Dead Rhetoric: You have been reluctant to revisit the aforementioned depressive black metal sound. What made this right album to do so?

Herr Morbid: I don’t think it really has much to do with depressive black metal, the way I incorporated that kind of sound in the album is the same I did on all of our albums after the first trilogy. We never really forgot that part of our sound, it’s what’s around it that went through different phases over the years. You can have a burger in a lot of different flavors, with different toppings, bread and side dishes, but in the end, it’s always a burger if you know what I mean. Maybe this time the overall feeling is more black metal, but when writing the album, I thought it would be interesting to play black metal like if we were a blues/hard rock-based band, which is pretty much what we are. We are a hard rock band who plays extreme metal, we have a different approach than most of the other bands in the genre. The rock stuff was already there on the first album, but people took a while to realize until it started to be more upfront in the music or when they saw us play live. So, what I mean is that it’s still an FT album, but maybe this time might remind you more of the old records because of the way we put the elements together or because it’s a bit more stripped-down and atmospheric.

Dead Rhetoric: On perhaps a more positive note, you reached 20 years as a band last year. Did you do any reflecting and/or celebrating?

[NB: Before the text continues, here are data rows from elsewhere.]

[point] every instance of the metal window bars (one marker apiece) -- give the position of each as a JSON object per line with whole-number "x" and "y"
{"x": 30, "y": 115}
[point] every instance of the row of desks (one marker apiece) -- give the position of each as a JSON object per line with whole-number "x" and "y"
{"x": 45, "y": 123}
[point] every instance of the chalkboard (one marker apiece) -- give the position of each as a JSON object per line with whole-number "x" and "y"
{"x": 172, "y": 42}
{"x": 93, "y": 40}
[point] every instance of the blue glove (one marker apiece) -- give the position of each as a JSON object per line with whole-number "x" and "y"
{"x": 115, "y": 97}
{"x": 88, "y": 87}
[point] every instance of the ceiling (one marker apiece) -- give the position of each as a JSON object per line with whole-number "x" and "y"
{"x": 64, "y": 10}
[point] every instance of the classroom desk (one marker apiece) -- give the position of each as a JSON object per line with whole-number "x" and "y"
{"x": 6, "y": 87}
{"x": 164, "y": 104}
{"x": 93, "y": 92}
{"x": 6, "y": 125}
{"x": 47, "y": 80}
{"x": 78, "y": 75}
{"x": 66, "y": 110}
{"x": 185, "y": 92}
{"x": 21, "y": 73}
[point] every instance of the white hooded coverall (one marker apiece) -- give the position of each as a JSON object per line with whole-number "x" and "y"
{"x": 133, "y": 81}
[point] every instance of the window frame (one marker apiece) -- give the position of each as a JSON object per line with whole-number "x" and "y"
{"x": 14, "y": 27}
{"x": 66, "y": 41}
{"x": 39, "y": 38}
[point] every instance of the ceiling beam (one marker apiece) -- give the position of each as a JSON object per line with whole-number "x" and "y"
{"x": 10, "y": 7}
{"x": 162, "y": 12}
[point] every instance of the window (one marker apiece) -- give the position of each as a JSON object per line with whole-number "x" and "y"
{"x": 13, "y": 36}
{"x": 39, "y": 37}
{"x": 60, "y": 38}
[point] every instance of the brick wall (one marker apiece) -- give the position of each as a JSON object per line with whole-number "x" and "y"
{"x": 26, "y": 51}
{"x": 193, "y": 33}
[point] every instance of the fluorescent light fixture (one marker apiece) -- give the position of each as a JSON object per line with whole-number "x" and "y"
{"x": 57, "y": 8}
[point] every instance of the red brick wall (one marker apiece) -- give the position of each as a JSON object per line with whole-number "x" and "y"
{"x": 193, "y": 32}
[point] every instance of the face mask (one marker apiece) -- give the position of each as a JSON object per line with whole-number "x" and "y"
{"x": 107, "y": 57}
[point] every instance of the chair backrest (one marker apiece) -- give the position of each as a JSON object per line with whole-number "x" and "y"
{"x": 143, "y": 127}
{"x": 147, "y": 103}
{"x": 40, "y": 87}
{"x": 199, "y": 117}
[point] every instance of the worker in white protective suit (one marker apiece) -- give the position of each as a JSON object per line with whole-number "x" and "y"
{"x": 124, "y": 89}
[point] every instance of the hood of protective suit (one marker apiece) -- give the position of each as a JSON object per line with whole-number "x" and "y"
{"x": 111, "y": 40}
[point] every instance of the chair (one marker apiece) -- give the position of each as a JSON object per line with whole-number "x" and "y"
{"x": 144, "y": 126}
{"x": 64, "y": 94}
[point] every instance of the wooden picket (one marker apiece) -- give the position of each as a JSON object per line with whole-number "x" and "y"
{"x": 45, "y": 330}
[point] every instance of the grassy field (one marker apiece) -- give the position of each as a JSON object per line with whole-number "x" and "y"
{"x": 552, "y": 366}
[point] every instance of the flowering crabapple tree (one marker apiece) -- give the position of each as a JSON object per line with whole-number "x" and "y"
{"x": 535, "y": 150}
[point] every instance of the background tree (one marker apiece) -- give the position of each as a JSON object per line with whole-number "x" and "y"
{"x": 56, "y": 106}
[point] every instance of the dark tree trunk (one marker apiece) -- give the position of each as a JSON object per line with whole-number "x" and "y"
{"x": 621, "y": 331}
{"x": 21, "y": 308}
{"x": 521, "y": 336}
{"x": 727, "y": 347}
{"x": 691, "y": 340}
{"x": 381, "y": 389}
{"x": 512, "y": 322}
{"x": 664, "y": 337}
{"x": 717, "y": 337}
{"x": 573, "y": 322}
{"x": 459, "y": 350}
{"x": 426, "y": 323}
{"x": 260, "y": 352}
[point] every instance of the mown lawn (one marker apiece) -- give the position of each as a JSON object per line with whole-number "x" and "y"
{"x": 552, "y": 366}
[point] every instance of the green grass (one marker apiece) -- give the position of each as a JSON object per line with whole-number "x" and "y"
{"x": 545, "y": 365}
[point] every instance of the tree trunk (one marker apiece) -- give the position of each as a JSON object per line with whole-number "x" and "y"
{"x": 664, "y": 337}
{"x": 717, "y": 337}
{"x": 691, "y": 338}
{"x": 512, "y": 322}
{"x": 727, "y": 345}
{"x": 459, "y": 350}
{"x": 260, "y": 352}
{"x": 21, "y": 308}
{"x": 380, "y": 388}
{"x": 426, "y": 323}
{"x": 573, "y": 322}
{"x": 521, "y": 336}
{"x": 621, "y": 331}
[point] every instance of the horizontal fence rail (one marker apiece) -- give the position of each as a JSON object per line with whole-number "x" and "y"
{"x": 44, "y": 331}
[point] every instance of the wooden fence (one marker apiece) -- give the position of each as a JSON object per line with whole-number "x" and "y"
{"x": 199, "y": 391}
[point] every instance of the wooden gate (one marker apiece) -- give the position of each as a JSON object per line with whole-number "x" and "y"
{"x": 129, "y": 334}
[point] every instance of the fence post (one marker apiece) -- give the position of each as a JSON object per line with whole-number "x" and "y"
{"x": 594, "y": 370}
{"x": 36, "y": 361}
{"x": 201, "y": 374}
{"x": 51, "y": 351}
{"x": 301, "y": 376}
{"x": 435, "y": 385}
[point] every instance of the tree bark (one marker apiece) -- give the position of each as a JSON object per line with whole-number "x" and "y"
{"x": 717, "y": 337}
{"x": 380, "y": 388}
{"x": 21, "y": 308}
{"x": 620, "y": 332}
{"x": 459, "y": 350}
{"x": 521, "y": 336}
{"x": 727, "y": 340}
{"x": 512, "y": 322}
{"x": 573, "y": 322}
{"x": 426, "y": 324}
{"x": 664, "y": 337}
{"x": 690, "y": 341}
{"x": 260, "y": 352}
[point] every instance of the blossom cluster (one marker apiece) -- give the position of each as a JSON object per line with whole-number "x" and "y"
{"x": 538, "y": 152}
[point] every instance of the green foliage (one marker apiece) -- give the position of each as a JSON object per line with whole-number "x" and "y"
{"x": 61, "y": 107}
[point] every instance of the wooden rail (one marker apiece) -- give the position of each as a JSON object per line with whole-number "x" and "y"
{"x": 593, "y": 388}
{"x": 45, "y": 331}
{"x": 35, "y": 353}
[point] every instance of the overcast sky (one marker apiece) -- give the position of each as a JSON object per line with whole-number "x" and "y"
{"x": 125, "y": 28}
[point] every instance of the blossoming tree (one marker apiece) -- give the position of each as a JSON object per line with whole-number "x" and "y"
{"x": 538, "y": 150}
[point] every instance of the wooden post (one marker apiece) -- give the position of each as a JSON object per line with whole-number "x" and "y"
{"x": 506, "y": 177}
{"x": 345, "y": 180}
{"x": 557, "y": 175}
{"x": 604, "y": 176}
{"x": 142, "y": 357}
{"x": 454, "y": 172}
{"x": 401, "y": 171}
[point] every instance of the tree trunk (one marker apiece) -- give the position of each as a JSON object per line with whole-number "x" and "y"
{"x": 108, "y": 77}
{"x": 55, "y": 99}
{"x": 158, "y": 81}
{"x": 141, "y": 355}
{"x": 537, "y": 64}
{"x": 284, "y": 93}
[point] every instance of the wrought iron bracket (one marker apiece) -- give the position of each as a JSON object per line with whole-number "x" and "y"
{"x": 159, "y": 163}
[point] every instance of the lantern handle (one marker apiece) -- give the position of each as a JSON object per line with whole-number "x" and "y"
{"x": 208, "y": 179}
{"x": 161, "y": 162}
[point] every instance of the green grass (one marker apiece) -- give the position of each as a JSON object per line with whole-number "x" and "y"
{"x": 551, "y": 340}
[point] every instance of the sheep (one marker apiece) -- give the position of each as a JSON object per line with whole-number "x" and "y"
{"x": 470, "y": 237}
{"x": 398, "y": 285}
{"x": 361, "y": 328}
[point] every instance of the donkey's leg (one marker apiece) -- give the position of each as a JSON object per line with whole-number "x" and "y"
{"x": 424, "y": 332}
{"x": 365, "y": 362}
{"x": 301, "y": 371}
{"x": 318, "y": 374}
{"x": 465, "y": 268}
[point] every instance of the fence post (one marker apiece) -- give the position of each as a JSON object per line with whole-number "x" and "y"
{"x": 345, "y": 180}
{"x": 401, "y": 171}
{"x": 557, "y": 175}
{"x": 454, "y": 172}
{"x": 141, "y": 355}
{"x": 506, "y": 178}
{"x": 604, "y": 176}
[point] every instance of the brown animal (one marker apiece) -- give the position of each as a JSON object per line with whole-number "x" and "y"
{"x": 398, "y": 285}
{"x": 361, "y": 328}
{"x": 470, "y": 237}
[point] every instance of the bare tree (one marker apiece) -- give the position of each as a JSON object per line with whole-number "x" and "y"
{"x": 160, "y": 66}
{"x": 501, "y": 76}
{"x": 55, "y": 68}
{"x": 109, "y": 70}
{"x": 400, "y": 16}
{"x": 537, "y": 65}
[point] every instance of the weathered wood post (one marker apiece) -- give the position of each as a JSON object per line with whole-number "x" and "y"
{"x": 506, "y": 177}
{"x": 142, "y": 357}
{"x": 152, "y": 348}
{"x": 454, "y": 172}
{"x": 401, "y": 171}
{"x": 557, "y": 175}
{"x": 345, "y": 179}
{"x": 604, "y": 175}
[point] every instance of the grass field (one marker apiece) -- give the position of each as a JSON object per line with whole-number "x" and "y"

Herr Morbid: We didn’t really celebrate. We organized a few special shows performing our first album, Songs to Leave, in its entirety as a present to the fans, since it’s many people’s favorite and it’s widely considered as one of the albums that laid the foundations for a whole subgenre. It’s probably my least favorite of all our albums, but I enjoyed playing it live cause songs turned out a lot more powerful than on the record and it felt right to celebrate the importance of that album for a whole scene as well as the start of our legacy. We played a couple of festivals in Italy and Spain and we should do the last one in Germany in December. People seemed to enjoy it a lot, we also got visuals going on a screen behind the band, so it’s a pretty cool show. It’s been 20 difficult years, but I’m glad we made it to this point, even if my expectations were quite different. Some great moments along the way but also a lot of disappointments or missed opportunities. Some mistakes on our side too, but I often feel we’re a very underrated band especially since a large number of other bands literally stole or emulated our original sound and image over the years. That’s the unfortunate fate of most prime movers. We’ll see what happens in the next 20 years, but unless I die first, I plan to have at least 20 albums in our catalog by the time we quit, so we got ten to go by now.

Dead Rhetoric: Finally, what’s the rest of the year looking like for Forgotten Tomb?

Herr Morbid: It’s looking like shit, considering all our upcoming tours and live shows are gone. I suppose we’ll try to promote our new album on the usual channels and see what happens next. Right now, we can’t even rehearse or meet up cause we all live in different cities, so we have to wait until the lockdown’s over. If we’re allowed to play live by this autumn, we’re going to headline one of the days at Cosmic Void festival in London, U.K. and then we should tour Europe in October, plus the Songs to Leave special set in Germany in December. Things for live entertainment are not looking good for 2020, so I’m not sure any of this will happen, but we’ll try until it’s possible.